In der Schweiz gibt es keine staatlich finanzierten Faktenchecker. Bei staatlich finanzierten Medien ist mit Blick auf die verfassungsrechtlich garantierte Medienfreiheit und Staatsunabhängigkeit zu gewährleisten, dass diese weiterhin über alles berichten können. Absolut verboten sind Finanzierungsformen, die dem Staat eine inhaltliche Kontrolle von Medienangeboten ermöglichen (Zensurverbot gemäss Artikel 17 Absatz 2 BV). Hierfür ist sicherzustellen, dass es nicht im Belieben des Staates ist, welche Medien er in welcher Höhe finanziert. Die staatlichen Ermessensspielräume bei der Medienfinanzierung müssen daher eingeschränkt sein. Ein Überblick über mögliche Sicherungsmassnahmen ist in diesem Postulatsbericht des Bundesrats zuhanden des Parlaments dargestellt (im Anhang 2). So ist etwa zu gewährleisten, dass der Staat den Medien keine bestimmten Meinungen oder Inhalte vorgeben kann. Beispiel Finanzierung von Radio- und Fernsehveranstaltern mit Konzession (Service public): Wie in den Konzessionen der lokal-regionalen Veranstalter (s. z.B. die TVO Konzession) und der SRG-Konzession ersichtlich wird, werden den Veranstaltern nur sehr grobe inhaltliche Vorgaben gemacht. Zudem ist die staatliche Finanzierung vorhersehbar/planbar: Die SRG, die einen gesetzlichen Anspruch hat auf ihre Konzession (vgl. Art. 25 Abs. 1 RTVG), ist entsprechend gesetzlich vorgesehen, dass sie für die Erbringung ihrer Leistungen aus der Abgabe für Radio und Fernsehen abgegolten wird (vgl. insb. Art. 34 RTVG). Die lokal-regionalen Veranstalter mit Konzessionen erhalten die staatliche Abgeltung für den Zeitraum der Konzession (10 Jahre, vgl. Art. 3 und Art. 15 der Beispielkonzession im Anhang).

Faktenchecker & Staatsunabhängigkeit
«Es gibt keine staatlich finanzierten Faktenchecker», beteuert das Amt. Es folgt eine seitenlange Erklärung zur Medienfreiheit und zum Service public.
Wer so ausführlich verneint, hat meist einen Grund dafür.

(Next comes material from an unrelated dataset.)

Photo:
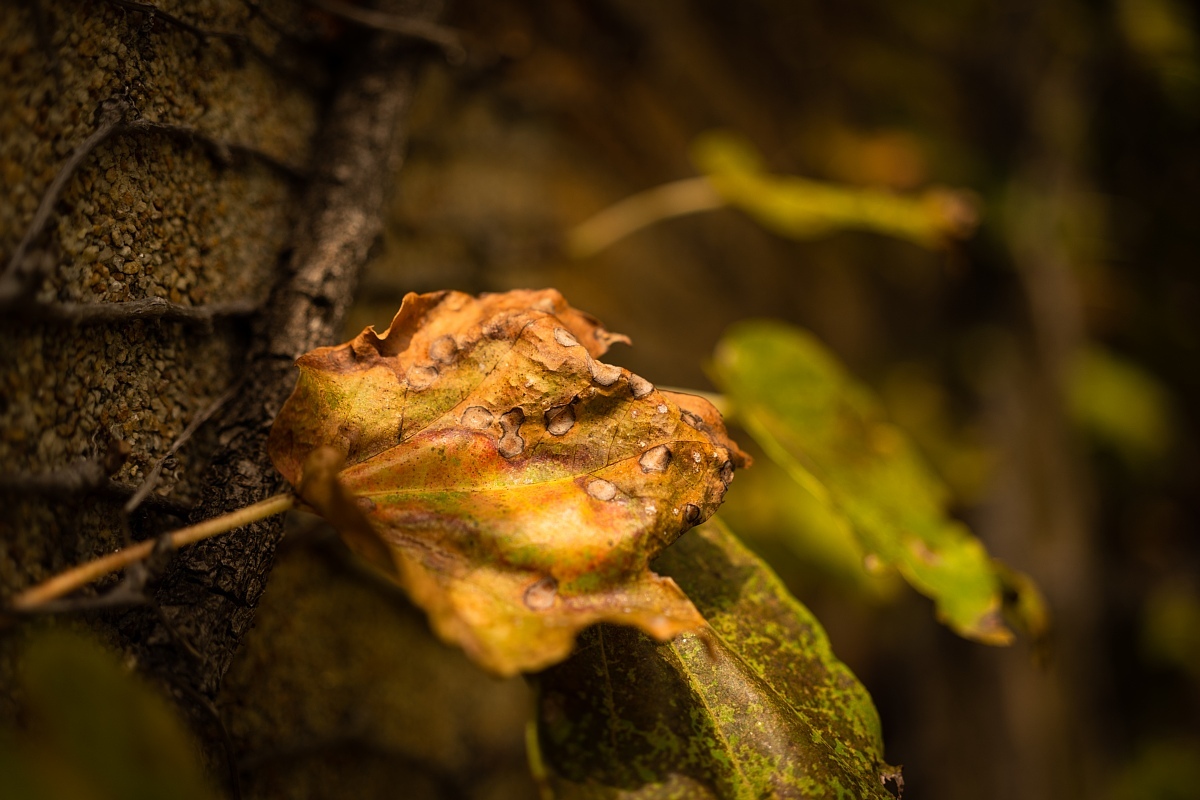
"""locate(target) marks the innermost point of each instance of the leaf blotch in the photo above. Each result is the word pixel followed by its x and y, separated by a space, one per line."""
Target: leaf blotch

  1. Welche Verfahren bestehen, um Bürger oder Medienschaffenden Einsicht oder Beschwerde gegen Eingriffe in ihre Meinungsfreiheit zu ermöglichen? (Gesuchte Dokumente: Prozessbeschreibungen, interne Weisungen, Evaluationsberichte)

Es gelten die gesetzlich vorgesehenen Rechtswege. Z.B. können sich konzessionierte Radio- und Fernsehveranstalter gegen die Aufsichtspraxis des BAKOM beim Bundesverwaltungsgericht beschweren (vgl. Urteil BVGer A-623/2024, worin das Gericht die Einhaltung der Programmautonomie bejaht hat).

Beschwerdemöglichkeiten
Es gelten die üblichen Rechtswege. Ein Bundesverwaltungsgericht habe die Aufsichtspraxis bestätigt.
Kurz: Wer sich beschweren will, darf, nur bringt’s nichts.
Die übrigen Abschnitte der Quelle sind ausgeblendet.